Thirdly, we believe in the Holy Spirit.  He’s also the Lord.  He’s God’s other hand, God’s other arm.  He’s the giver of life.  He was also involved in creation, giving life to the world.  Then he was involved with Israel; he inspired the prophets.  Then he was involved in Jesus’ earthly birth – it was by the power of the Holy Spirit that Jesus become incarnate, became a human being.  He gives life to us when we are born, and he gives new life to us when we come to know God and to know Jesus.  After all, we can’t see God because he is the almighty Lord of heaven and earth and we can’t see Jesus because we don’t live in the right time and place. But the Holy Spirit is the one who makes God’s presence real to us and makes Jesus’ presence real to us.  We have genuine contact with God the Father because his Spirit is among us.  We have genuine contact with Jesus because his Spirit is among us.  In practice we don’t tend to think of Pentecost as quite as important as Christmas and Easter, but Christmas and Easter wouldn’t do us much good without Pentecost.  At Pentecost the Spirit was poured out on the disciples, and that meant that God the Father was with them, that Jesus had already come back to them.
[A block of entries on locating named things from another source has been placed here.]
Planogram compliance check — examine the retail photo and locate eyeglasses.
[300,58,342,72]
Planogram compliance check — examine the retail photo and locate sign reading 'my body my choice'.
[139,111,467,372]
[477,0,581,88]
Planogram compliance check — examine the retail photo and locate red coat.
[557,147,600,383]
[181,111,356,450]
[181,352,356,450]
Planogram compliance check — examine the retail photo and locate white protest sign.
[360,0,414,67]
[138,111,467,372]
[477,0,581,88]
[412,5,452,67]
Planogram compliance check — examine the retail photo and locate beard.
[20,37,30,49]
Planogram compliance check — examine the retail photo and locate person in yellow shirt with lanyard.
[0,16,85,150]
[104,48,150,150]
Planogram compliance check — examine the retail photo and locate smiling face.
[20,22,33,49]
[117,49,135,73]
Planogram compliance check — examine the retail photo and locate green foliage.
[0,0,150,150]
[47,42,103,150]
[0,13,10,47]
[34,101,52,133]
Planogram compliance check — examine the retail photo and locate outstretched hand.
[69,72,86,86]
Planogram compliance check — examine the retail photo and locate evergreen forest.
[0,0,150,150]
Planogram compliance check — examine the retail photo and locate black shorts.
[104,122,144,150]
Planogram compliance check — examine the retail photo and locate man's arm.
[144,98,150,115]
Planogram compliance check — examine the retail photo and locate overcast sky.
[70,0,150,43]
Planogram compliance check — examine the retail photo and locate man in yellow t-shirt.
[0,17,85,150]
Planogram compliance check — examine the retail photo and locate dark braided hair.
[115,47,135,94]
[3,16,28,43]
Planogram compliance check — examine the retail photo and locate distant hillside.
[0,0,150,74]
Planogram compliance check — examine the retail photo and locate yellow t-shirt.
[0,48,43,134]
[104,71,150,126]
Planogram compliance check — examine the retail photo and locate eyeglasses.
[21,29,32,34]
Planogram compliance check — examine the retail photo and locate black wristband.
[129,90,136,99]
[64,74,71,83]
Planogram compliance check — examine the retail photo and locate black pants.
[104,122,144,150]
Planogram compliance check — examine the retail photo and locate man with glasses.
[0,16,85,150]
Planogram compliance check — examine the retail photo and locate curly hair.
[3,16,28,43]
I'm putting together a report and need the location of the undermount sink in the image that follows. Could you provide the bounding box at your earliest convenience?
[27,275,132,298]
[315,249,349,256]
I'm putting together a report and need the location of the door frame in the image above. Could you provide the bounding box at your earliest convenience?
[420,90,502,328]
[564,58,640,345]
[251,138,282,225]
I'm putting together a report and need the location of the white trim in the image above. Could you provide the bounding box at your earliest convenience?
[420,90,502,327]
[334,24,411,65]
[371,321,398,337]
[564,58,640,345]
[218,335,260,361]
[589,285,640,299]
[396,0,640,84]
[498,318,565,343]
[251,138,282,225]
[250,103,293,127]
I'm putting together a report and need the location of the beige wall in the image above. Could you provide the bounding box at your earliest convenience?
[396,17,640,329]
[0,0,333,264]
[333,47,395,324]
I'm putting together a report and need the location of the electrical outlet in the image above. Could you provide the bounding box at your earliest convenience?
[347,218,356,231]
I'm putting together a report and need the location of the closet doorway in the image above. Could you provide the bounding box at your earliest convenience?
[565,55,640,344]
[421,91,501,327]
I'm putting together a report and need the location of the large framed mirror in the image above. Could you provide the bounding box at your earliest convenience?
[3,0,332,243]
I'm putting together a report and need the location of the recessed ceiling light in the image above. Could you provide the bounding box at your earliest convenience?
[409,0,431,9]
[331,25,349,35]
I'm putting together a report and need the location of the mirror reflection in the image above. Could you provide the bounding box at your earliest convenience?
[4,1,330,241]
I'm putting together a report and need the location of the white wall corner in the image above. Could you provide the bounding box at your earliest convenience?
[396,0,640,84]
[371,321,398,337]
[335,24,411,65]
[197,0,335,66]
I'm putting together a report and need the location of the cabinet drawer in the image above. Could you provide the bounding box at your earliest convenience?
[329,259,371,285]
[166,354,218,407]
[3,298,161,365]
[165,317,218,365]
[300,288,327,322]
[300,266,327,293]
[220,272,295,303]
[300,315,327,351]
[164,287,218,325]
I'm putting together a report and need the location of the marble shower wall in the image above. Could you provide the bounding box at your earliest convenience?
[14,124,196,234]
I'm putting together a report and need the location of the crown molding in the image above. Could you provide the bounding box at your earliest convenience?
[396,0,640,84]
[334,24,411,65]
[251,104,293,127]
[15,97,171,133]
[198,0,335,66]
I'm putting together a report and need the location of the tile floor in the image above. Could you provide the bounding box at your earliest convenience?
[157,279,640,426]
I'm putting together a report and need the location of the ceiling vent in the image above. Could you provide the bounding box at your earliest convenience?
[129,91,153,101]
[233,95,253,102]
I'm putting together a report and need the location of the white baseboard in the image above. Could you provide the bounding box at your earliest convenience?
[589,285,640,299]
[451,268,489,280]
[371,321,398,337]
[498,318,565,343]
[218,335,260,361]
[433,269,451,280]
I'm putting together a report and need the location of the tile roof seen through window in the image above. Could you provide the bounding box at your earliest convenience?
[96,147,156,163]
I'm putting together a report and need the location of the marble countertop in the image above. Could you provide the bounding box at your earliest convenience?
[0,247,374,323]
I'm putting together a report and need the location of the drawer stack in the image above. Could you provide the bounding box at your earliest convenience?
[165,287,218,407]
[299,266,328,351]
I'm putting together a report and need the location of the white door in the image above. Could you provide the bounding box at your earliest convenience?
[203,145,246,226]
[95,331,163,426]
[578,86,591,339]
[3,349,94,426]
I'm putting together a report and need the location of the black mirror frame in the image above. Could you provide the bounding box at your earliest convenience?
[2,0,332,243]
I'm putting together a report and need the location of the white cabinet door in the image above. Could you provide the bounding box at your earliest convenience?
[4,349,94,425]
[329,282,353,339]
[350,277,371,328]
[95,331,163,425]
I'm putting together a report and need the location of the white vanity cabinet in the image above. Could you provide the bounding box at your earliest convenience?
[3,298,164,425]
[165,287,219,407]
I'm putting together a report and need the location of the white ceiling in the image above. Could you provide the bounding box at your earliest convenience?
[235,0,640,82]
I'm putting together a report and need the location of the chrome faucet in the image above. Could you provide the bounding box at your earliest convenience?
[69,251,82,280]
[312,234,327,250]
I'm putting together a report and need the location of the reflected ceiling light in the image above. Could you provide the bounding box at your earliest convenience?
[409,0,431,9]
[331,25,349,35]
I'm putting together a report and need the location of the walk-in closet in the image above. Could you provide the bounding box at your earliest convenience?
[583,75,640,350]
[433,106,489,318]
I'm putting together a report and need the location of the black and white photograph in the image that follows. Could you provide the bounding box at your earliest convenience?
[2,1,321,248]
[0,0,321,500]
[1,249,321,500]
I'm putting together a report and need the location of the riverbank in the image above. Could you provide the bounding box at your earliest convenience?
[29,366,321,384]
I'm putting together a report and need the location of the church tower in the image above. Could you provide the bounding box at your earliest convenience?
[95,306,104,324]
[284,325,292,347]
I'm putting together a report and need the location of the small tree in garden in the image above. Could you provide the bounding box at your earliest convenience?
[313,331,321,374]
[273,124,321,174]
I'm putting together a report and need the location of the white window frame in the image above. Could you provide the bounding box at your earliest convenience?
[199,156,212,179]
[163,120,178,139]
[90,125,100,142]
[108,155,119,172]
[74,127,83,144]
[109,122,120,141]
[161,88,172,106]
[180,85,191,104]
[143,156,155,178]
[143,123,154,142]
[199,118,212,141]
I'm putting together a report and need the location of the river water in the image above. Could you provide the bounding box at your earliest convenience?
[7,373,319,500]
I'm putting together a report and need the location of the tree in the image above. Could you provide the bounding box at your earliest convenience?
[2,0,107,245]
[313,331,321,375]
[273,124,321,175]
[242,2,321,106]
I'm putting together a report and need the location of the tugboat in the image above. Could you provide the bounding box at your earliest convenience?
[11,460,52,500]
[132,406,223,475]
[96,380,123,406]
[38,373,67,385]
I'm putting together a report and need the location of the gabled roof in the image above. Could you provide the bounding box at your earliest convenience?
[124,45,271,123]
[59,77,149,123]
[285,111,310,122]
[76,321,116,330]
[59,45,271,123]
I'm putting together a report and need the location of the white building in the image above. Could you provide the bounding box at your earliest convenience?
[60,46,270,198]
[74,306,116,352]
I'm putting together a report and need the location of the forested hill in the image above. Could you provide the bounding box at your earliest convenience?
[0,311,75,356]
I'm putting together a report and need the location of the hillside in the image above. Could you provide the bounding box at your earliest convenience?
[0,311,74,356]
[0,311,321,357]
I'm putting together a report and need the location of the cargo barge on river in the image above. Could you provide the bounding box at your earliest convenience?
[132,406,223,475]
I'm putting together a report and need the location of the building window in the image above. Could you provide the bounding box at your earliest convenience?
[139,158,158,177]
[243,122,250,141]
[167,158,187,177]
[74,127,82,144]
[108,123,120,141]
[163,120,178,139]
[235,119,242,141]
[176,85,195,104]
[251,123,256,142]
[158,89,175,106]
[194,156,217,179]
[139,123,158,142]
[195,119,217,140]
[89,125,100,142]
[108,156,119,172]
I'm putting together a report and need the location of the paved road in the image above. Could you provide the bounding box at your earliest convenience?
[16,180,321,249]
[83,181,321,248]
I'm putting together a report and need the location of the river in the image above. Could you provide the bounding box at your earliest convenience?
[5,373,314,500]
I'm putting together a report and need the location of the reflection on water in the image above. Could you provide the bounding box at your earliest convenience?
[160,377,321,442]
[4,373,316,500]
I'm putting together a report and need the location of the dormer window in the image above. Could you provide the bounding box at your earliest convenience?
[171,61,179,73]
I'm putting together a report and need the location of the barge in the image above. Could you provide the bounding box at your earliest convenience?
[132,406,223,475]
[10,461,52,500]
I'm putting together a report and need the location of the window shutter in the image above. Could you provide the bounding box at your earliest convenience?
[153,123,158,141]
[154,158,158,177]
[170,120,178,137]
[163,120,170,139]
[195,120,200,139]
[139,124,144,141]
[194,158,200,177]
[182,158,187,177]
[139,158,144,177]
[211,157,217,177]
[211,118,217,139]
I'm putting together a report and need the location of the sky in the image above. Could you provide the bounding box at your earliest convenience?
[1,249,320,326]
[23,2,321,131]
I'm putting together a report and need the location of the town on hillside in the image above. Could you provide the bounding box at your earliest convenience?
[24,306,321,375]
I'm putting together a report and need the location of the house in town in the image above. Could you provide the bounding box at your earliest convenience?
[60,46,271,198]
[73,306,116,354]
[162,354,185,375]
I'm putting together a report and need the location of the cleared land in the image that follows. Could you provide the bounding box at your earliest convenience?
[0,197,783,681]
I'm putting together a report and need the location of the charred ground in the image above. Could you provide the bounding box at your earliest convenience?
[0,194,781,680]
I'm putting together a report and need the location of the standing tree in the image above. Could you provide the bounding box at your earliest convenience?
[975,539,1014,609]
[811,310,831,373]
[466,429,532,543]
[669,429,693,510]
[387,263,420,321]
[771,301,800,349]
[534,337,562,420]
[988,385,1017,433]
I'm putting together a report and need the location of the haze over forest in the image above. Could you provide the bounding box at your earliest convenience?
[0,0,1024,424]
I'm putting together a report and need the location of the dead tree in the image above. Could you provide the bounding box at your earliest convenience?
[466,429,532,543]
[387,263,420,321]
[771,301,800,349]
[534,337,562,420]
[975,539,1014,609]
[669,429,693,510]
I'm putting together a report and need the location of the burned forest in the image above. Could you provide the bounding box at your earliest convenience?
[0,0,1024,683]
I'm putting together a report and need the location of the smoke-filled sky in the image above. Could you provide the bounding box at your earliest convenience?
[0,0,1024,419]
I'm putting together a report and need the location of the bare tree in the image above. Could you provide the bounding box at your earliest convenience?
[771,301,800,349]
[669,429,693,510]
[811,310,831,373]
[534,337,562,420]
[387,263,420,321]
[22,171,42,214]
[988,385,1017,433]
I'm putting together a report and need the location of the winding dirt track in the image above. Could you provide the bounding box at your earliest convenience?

After saying that we believe in the Holy Spirit, we declare that we believe in some other key things.  We believe in the one holy catholic apostolic church.  There’s one church; there  are many denominations, but they are all part of one church.  It’s a holy church; there are lots of ways in which the church is un-holy, but it is brought into existence by the holy God and it’s special to him in connection with his work in the world.  It’s a catholic church; the Roman Catholic Church especially uses the word catholic, but the word applies to the whole church.  It affirms that the church is spread through the world, because God cares for the whole world.  And it’s an apostolic church.  The church is apostolic as it seeks to proclaim and live by the gospel that goes back to the apostles.

There is one church so there is one baptism, so we recognize the baptism of anyone who was baptized in any church.  Baptism is a sign of our cleansing and forgiveness.

And finally we know that we have something to look forward to beyond this life.  We look for the resurrection of the dead and the life of the world to come.  When we die it’s like going to sleep, and the people who originally drew up the creed have been asleep for nearly two thousand years, sleeping safe and sound with Jesus.  But one day they and we are all going to be raised from the dead and enjoy the life of the world to come.

I believe in God.  I believe in Jesus.  I believe in the Holy Spirit.